Action | June 22, 2011

Make a call for fairness for family farmers and ranchers

AliciaTHREE YEARS AGO, Candidate Barack Obama promised to stand up for open and fair markets for family farm livestock producers.

TWO YEARS AGO, Congress passed a farm bill directing USDA to write rules to end price discrimination against small and mid-sized farmers by corporate meatpackers and processors and to ensure fair production contracts for poultry and hog producers.

ONE YEAR AGO, USDA issued a proposed rule that would reign in some of the worst abuses of giant meat packers and poultry companies.

ONE WEEK AGO, at the bidding of corporate meatpackers, the House of Representatives passed a measure to halt the rulemaking process.

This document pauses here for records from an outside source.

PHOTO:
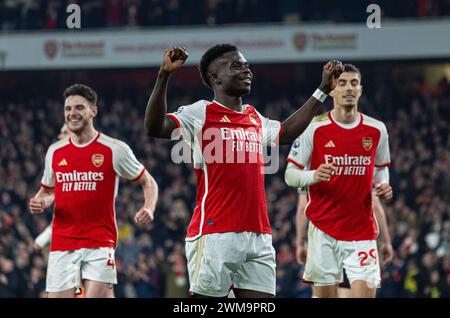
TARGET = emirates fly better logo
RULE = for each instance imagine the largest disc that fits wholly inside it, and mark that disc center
(97, 159)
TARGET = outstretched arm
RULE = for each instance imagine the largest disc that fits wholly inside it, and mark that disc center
(42, 200)
(156, 123)
(297, 122)
(150, 188)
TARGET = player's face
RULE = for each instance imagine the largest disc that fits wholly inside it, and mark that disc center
(348, 90)
(65, 132)
(78, 113)
(233, 74)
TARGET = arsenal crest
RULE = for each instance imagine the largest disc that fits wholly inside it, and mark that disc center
(50, 49)
(367, 143)
(253, 120)
(97, 159)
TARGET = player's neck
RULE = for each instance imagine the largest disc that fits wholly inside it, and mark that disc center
(345, 115)
(84, 136)
(231, 102)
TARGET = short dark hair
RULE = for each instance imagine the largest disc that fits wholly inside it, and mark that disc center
(352, 69)
(209, 56)
(82, 90)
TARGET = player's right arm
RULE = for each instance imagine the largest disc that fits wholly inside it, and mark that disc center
(301, 224)
(296, 175)
(156, 123)
(42, 200)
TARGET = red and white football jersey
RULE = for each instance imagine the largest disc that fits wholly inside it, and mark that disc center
(227, 150)
(85, 179)
(342, 207)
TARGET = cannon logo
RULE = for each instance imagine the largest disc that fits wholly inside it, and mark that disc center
(367, 143)
(97, 159)
(50, 49)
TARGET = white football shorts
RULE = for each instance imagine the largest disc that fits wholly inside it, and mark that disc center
(218, 261)
(67, 269)
(327, 257)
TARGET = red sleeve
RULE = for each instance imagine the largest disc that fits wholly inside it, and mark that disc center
(175, 119)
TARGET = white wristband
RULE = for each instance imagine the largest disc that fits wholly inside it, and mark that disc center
(319, 95)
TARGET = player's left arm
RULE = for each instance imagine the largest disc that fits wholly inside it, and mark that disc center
(386, 249)
(150, 188)
(382, 162)
(297, 122)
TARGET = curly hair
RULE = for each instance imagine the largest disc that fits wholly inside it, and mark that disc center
(352, 69)
(209, 56)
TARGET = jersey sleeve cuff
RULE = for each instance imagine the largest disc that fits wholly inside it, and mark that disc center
(280, 132)
(46, 186)
(175, 119)
(296, 164)
(139, 175)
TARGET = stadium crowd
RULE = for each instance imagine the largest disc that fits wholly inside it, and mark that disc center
(51, 14)
(150, 258)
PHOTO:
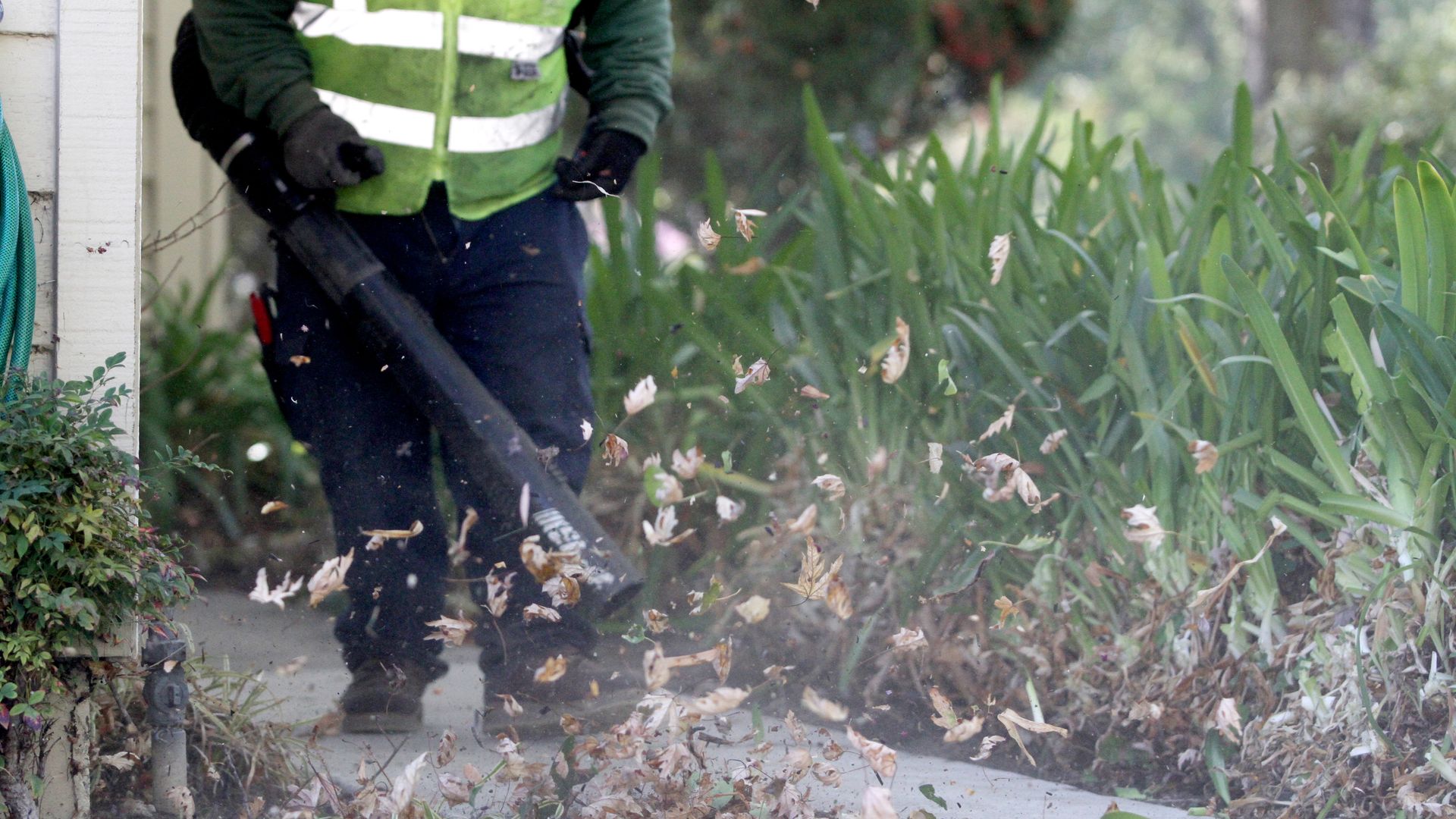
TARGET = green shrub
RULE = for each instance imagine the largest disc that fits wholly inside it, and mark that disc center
(1299, 321)
(202, 388)
(77, 556)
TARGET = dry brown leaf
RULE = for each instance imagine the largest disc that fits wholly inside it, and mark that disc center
(120, 761)
(613, 449)
(450, 630)
(639, 397)
(823, 708)
(810, 391)
(743, 224)
(756, 376)
(453, 789)
(1204, 601)
(447, 749)
(836, 596)
(827, 774)
(457, 550)
(397, 534)
(999, 253)
(909, 640)
(498, 592)
(897, 357)
(564, 591)
(552, 670)
(999, 425)
(329, 577)
(277, 595)
(538, 611)
(1228, 722)
(987, 745)
(944, 711)
(1008, 610)
(1015, 723)
(1204, 457)
(723, 659)
(833, 485)
(1024, 485)
(1144, 525)
(657, 668)
(965, 729)
(717, 701)
(728, 509)
(660, 532)
(881, 758)
(708, 237)
(813, 580)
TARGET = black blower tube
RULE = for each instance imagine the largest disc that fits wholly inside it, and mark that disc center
(498, 455)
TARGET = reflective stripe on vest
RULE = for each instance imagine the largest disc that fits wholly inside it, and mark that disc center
(468, 134)
(490, 134)
(403, 28)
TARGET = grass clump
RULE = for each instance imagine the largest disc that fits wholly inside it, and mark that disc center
(1239, 392)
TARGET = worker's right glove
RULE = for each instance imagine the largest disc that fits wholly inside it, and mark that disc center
(324, 152)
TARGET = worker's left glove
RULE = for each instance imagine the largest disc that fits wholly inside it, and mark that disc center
(324, 152)
(601, 165)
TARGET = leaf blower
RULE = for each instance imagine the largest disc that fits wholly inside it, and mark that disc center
(394, 327)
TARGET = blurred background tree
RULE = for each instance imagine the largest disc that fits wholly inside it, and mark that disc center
(1163, 72)
(886, 72)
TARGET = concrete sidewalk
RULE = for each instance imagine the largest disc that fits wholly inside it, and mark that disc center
(248, 635)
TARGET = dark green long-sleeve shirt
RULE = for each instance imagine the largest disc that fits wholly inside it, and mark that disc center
(259, 66)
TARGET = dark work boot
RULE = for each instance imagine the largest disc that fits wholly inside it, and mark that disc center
(384, 695)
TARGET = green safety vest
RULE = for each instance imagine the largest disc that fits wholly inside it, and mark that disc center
(468, 93)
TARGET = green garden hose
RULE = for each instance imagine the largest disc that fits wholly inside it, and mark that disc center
(17, 267)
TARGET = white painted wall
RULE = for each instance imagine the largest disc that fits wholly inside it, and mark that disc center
(181, 187)
(72, 98)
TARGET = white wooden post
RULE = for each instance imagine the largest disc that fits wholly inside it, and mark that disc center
(98, 232)
(73, 104)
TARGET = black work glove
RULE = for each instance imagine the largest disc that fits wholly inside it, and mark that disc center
(601, 165)
(324, 152)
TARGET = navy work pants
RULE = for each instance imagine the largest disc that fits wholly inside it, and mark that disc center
(507, 293)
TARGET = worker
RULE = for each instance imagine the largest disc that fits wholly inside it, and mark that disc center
(436, 124)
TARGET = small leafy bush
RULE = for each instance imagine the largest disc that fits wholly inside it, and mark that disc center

Tell the President that we have waited long enough.

Tell him to stand firm against corporate greed and bullying.

Call the White House comment line between
Monday, June 20th and Friday, June 24th.
202-456-1111

Keep trying until you reach an operator, and share the following message:

“I am a (farmer, grower, consumer) from ________ (city and state) calling in support of USDA’s proposed livestock and poultry rule, also called the “GIPSA” rule. Fair, open and transparent markets are essential to rural economic recovery. We need strong rules to curb corporate control over livestock and poultry markets and to foster a livestock industry in which small and mid-sized farmers and ranchers can thrive. Please issue a final GIPSA rule without delay.”

Learn More:

Packers and integrators use their market power to manipulate prices paid to livestock producers and contract terms to poultry producers and increasingly to livestock producers.

The Packers and Stockyards Act of 1921 makes it unlawful for meat and poultry packers and processors and companies that contract with farmers to raise hogs and poultry from engaging in any “unfair, unjustly discriminatory, or deceptive practice or device,” or to “make or give any undue or unreasonable preference or advantage to any particular person or locality in any respect, or subject any particular person or locality to any undue or unreasonable prejudice or disadvantage in any respect.”

But until now, USDA has never issued the regulations necessary to define these broad prohibitions in order to adequately enforce the protections for livestock and poultry farmers. That changed because in the 2008 Farm Bill, Congress voted to include directives to USDA to issue the regulations to define these prohibitions. In addition, Congress told USDA to clarify how the Act should be applied to give individual farmers and ranchers a fair shake when dealing with the large corporate entities that control our nation’s meat and poultry processing. The proposed rule does exactly what the Farm Bill directed USDA to do.

In addition, for both livestock and poultry farmers and ranchers, the proposed rule would clarify that when a farmer or rancher shows individual harm because of unfair or deceptive practices by livestock and poultry processors, the farmer and rancher does not also need to a show harm to competition throughout the livestock or poultry market. USDA has the authority under the Packer & Stockyards Act to clarify for the courts that farmers and ranchers do not need to show this “competitive injury” to the market as a whole, in order have the legal protections for fair play provided under the Packers and Stockyards Act.

GIPSA stands for the Grain Inspection and Packers and Stockyards Administration.